Saturday, December 03, 2005

Giving vs. Sharing


I’ve been thinking a lot about the difference between giving and sharing lately. Especially this time of year when there’s suddenly a lot of talk about giving to the poor…but is there any sharing happening?

Giving has the potential to construct an artificial hierarchy, with the giver superior to the receiver. This kind of power relationship is too often fraught with condescension and pride, easing the giver’s conscience, and demoralizing the receiver. As David Ruis commented at a recent Off the Map conference, giving can be a form of sanitized benevolence, self-focused and exploitive, devoid of any true compassion.

So then what does it mean to share… it requires humility to walk with one another, to give and receive with mutual respect, to appreciate our deep need for one another.

It is the difference between charity and solidarity. Charity is cheap sympathy…Solidarity calls for true sacrifice and commitment.

For me this means I can no longer just hand out food to the homeless without even knowing their names. (In fact a real act of solidarity would be to stay with them on the streets for a day, a week, or more, to experience what life is really like for them…not sure I’m ready for that yet. But I want to get there.) I cannot just send money to Africa, without knowing and loving real people dying of AIDS and malaria and hunger. I cannot mentor a refugee family without embracing my own experiences of oppression and loss. I cannot care for a child of incarcerated parents without making my own heart vulnerable to the inevitable wounding of an angry, hurting soul.

I am compelled to engage in the lives of the people I wish to serve…to enter into their experience and really dwell there; To listen to their stories; To struggle with them in their cause; To sit down and eat at the same table with them; To receive the gifts they have to offer; To learn a little more about life from them.

In sharing, I realize that I am more whole when these—the poor, the disenfranchised, the oppressed—are at my side and that I desperately need them in my life.

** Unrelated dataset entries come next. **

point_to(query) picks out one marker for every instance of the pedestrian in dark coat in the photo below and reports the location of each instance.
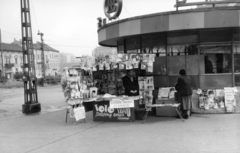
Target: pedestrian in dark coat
(184, 90)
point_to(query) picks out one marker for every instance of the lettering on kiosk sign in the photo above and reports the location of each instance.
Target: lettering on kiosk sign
(112, 8)
(118, 103)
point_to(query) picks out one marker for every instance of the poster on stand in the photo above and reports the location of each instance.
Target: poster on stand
(103, 112)
(79, 113)
(229, 101)
(121, 103)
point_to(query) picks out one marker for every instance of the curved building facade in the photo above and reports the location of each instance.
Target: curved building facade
(204, 41)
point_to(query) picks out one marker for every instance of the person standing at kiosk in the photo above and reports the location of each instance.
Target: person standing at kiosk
(184, 89)
(130, 83)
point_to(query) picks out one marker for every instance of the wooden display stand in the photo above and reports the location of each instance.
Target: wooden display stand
(166, 111)
(102, 112)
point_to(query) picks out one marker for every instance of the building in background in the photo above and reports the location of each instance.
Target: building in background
(108, 54)
(68, 60)
(13, 59)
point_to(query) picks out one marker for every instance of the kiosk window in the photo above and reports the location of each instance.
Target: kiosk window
(237, 58)
(217, 58)
(177, 50)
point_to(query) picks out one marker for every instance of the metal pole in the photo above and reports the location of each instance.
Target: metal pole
(1, 53)
(43, 61)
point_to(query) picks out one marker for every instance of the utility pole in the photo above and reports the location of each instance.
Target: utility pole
(42, 58)
(1, 53)
(31, 104)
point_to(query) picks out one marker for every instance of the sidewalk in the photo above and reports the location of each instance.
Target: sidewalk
(47, 132)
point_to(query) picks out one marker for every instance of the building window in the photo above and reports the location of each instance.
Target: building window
(16, 59)
(21, 60)
(7, 58)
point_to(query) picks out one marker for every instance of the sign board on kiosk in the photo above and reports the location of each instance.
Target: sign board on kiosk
(121, 103)
(103, 112)
(183, 3)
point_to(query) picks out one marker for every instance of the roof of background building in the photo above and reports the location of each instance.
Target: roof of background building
(45, 47)
(17, 46)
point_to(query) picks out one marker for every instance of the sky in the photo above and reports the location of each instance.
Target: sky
(70, 26)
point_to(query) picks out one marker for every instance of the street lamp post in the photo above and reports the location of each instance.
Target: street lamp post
(1, 53)
(42, 58)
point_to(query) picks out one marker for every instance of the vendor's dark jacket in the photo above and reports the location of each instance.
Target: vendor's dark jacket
(129, 85)
(183, 86)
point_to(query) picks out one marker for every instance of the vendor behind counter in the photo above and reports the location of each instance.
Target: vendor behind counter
(130, 83)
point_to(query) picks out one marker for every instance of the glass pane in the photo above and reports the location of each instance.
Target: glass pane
(217, 58)
(237, 58)
(155, 50)
(237, 79)
(153, 40)
(215, 81)
(133, 43)
(215, 35)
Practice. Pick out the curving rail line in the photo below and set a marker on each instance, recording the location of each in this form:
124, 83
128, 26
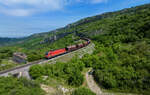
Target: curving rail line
32, 63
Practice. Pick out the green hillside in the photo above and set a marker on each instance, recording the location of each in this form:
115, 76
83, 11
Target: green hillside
121, 61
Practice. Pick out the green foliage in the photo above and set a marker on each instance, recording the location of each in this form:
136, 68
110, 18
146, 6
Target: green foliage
82, 91
70, 72
22, 86
36, 71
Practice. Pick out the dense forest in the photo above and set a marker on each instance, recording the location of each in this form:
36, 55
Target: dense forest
121, 61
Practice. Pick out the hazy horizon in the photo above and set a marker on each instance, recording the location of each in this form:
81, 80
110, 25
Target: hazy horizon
38, 16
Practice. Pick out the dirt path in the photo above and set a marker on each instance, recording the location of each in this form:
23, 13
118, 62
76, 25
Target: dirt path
92, 85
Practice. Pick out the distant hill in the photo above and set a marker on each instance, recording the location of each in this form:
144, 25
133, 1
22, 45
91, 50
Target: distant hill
87, 27
9, 41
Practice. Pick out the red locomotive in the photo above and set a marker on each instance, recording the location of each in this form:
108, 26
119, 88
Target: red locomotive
54, 53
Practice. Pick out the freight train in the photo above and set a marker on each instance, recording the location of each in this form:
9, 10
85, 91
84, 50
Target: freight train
54, 53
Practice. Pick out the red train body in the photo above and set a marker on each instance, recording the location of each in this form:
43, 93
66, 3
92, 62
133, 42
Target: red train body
55, 53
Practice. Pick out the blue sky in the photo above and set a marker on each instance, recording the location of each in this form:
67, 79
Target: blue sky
19, 18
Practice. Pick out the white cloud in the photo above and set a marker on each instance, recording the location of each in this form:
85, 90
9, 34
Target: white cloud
92, 1
28, 7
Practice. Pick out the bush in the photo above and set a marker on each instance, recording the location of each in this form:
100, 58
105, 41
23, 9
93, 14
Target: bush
83, 91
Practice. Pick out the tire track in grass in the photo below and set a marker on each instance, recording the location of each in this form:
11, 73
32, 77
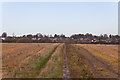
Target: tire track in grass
66, 72
42, 63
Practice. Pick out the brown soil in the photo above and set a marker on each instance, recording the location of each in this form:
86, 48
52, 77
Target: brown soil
98, 66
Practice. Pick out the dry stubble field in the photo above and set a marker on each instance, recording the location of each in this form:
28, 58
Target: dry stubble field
45, 60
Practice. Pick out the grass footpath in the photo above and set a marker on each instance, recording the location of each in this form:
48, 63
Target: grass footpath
53, 68
41, 64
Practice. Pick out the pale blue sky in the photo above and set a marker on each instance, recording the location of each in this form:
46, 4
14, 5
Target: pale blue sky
60, 17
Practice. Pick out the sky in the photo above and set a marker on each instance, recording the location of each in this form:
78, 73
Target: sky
60, 18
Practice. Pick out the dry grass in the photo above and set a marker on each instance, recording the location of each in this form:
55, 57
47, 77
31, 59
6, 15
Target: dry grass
19, 62
53, 69
109, 53
78, 66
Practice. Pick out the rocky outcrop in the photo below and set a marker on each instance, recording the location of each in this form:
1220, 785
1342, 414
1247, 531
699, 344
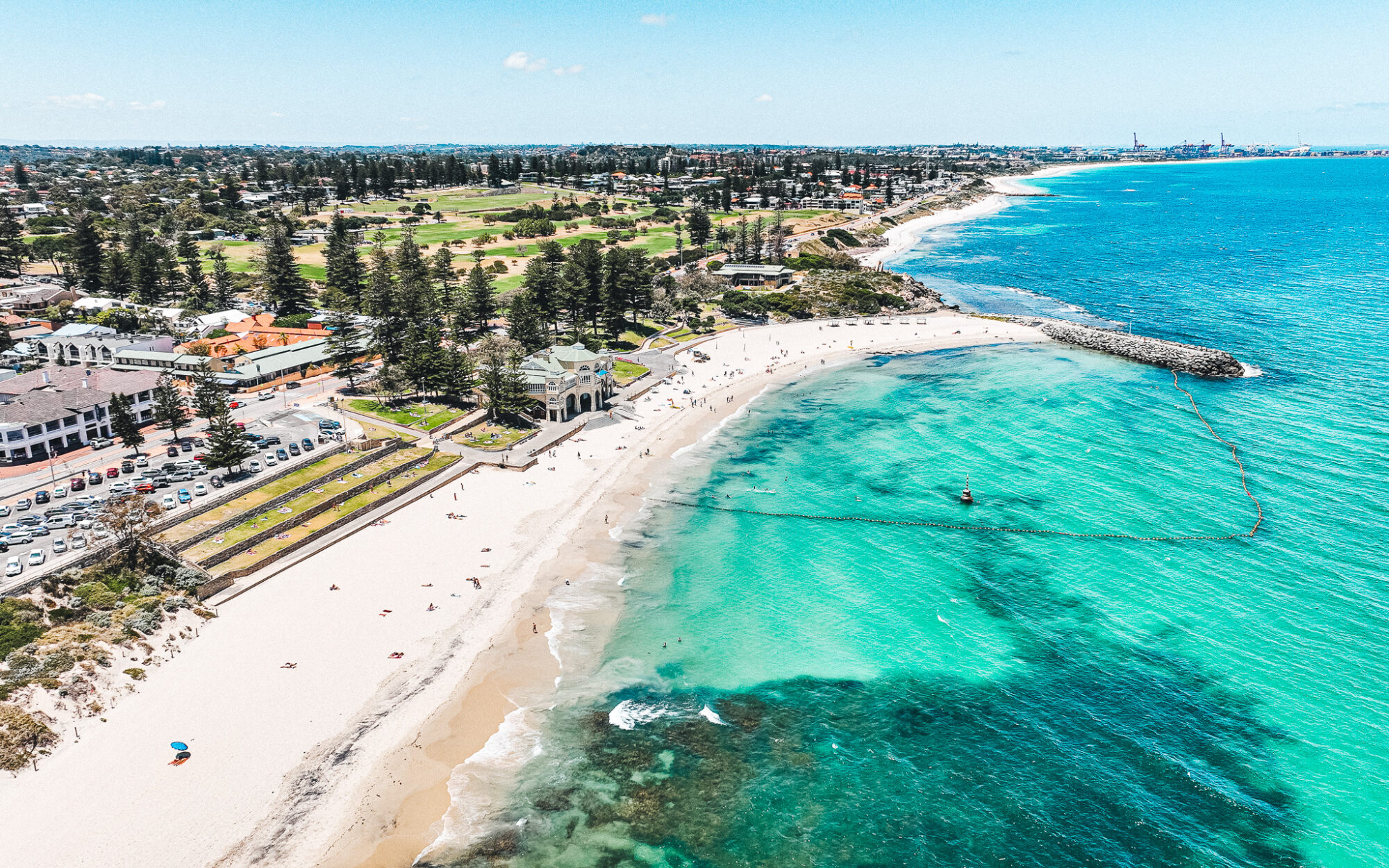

As I learn to share, I am discovering that as a Nairobi saying goes…

I am who we are.

2 Comments:

Blogger bobbie said...

oh tonya, i am so thrilled you are blogging. you words inspire me deeply. i think that sharing is so important in kindgom economy - writing a check was never how god intended us to participate in the needs of others. it's so clean and impersonal. thanks for challenging the norm, and writing about the things that are so very important.

ps - i meme-d you today.

3:51 PM  
Anonymous Anonymous said...

I do realise it's been almost 20 years since you wrote this, but pretending to be houseless for a week does nothing to help those who actually live that life and only boosts your own hero complex; you /can/ send money to places that need it without knowing people who are affected by tragedy, again, how does you knowing those people specifically help the people you are giving money to? It doesn't, just makes you feel better about yourself. In fact, you even say that you are doing it for yourself and not them, when you mention how it makes you "more whole". You are wrong about sharing and giving. Giving is more selfless. Sharing implies that the thing being shared is still yours, when you give something, ownership goes to the receiver. And lastly, g**** is a slur.